I have a django 1.8 view that looks like this:
def sourcedoc_parse(request, sourcedoc_id):
sourcedoc = Sourcedoc.objects.get(pk=sourcedoc_id)
nltk.data.path.append('/root/nltk_data')
new_words = []
english_vocab = set(w.lower() for w in nltk.corpus.gutenberg.words()) #<---the line where the error occurs
results = {}
template = 'sourcedoc_parse.html'
params = {'sourcedoc': sourcedoc,'results': results, 'new_words': new_words, 'BASE_URL': BASE_URL}
return render_to_response(template, params, context_instance=RequestContext(request))
It gives me the following error:
Django Version: 1.8
Python Version: 2.7.6
...
Traceback:
File "/usr/local/lib/python2.7/dist-packages/django/core/handlers/base.py" in get_response
132. response = wrapped_callback(request, *callback_args, **callback_kwargs)
File "/home/rosshartshorn/htdocs/worldmaker/sourcedocs/views.py" in sourcedoc_parse
107. english_vocab = set(w.lower() for w in nltk.corpus.gutenberg.words())
File "/usr/local/lib/python2.7/dist-packages/nltk/corpus/util.py" in __getattr__
68. self.__load()
File "/usr/local/lib/python2.7/dist-packages/nltk/corpus/util.py" in __load 56. except LookupError: raise e
Exception Type: LookupError at /sourcedoc/parse/13/
Exception Value:
**********************************************************************
Resource 'corpora/gutenberg' not found. Please use the NLTK
Downloader to obtain the resource: >>> nltk.download()
Searched in:
- '/var/www/nltk_data'
- '/usr/share/nltk_data'
- '/usr/local/share/nltk_data'
- '/usr/lib/nltk_data'
- '/usr/local/lib/nltk_data'
- '/root/nltk_data'
**********************************************************************
What is especially odd is that it works fine when I do it in the same directory in the python shell, it works fine:
Python 2.7.6 (default, Mar 22 2014, 22:59:38)
[GCC 4.8.2] on linux2
Type "help", "copyright", "credits" or "license" for more information.
>>> import nltk
>>> english_vocab = set(w.lower() for w in nltk.corpus.gutenberg.words())

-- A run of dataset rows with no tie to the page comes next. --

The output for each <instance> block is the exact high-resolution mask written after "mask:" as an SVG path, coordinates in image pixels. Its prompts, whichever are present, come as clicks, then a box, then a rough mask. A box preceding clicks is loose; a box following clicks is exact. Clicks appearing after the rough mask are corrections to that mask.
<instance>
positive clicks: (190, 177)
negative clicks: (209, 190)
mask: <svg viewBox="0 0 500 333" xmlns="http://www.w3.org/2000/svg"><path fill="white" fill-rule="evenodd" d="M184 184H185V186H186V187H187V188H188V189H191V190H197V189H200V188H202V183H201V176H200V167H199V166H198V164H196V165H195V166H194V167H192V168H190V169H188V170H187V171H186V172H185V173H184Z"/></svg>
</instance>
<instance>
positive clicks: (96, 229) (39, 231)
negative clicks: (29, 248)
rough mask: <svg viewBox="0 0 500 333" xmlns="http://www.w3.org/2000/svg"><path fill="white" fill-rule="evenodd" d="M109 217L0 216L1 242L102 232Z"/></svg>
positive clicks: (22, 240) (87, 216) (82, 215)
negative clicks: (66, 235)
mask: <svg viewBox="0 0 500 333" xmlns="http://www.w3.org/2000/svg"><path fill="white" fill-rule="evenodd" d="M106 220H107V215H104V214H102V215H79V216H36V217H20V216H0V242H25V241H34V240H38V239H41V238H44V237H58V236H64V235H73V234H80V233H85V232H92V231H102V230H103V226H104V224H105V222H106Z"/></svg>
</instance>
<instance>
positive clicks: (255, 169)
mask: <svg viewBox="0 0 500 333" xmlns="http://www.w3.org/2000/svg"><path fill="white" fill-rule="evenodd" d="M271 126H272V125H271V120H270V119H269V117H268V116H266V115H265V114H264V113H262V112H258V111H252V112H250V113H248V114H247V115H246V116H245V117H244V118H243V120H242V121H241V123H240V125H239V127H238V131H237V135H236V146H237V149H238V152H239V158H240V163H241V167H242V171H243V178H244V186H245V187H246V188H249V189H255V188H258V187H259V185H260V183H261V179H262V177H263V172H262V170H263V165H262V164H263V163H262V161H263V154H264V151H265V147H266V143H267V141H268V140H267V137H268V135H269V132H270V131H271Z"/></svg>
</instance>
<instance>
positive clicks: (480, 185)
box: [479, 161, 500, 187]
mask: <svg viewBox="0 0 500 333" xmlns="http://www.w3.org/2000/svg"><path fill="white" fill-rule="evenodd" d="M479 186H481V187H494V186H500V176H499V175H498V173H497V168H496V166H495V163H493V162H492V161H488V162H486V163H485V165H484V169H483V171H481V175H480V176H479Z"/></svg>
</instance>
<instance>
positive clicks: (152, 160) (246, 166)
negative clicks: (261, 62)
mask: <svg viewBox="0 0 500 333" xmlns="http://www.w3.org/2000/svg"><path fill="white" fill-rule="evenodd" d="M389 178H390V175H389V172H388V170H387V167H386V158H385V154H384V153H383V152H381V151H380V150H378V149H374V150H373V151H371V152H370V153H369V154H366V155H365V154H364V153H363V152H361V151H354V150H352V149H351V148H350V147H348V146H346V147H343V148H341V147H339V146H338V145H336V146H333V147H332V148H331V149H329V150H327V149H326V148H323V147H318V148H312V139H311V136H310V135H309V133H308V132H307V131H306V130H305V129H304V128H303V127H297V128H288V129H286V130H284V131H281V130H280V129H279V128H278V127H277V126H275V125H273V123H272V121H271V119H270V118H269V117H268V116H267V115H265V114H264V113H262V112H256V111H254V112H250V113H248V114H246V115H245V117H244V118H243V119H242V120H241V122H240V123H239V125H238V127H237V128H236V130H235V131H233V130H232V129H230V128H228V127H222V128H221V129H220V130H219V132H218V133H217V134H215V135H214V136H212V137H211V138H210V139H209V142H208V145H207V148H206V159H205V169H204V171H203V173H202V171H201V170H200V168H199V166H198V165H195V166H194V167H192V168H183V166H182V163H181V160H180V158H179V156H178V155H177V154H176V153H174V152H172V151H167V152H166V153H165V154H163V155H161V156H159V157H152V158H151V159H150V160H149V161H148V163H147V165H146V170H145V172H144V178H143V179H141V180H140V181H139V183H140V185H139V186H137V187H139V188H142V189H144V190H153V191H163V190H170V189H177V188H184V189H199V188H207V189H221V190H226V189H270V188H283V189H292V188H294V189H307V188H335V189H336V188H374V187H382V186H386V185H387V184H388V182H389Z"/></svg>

>>> 'jabberwocky' in english_vocab
False
>>> 'monster' in english_vocab
True
>>> nltk.data.path
['/root/nltk_data', '/usr/share/nltk_data', '/usr/local/share/nltk_data', '/usr/lib/nltk_data', '/usr/local/lib/nltk_data']
Does anyone have an idea what is the source of the difference between running it inside a view in django, and doing the same thing at the python command line? I've done the same thing using 'python manage.py shell', and it also works that way.
Any debugging advice on finding the difference is also welcome.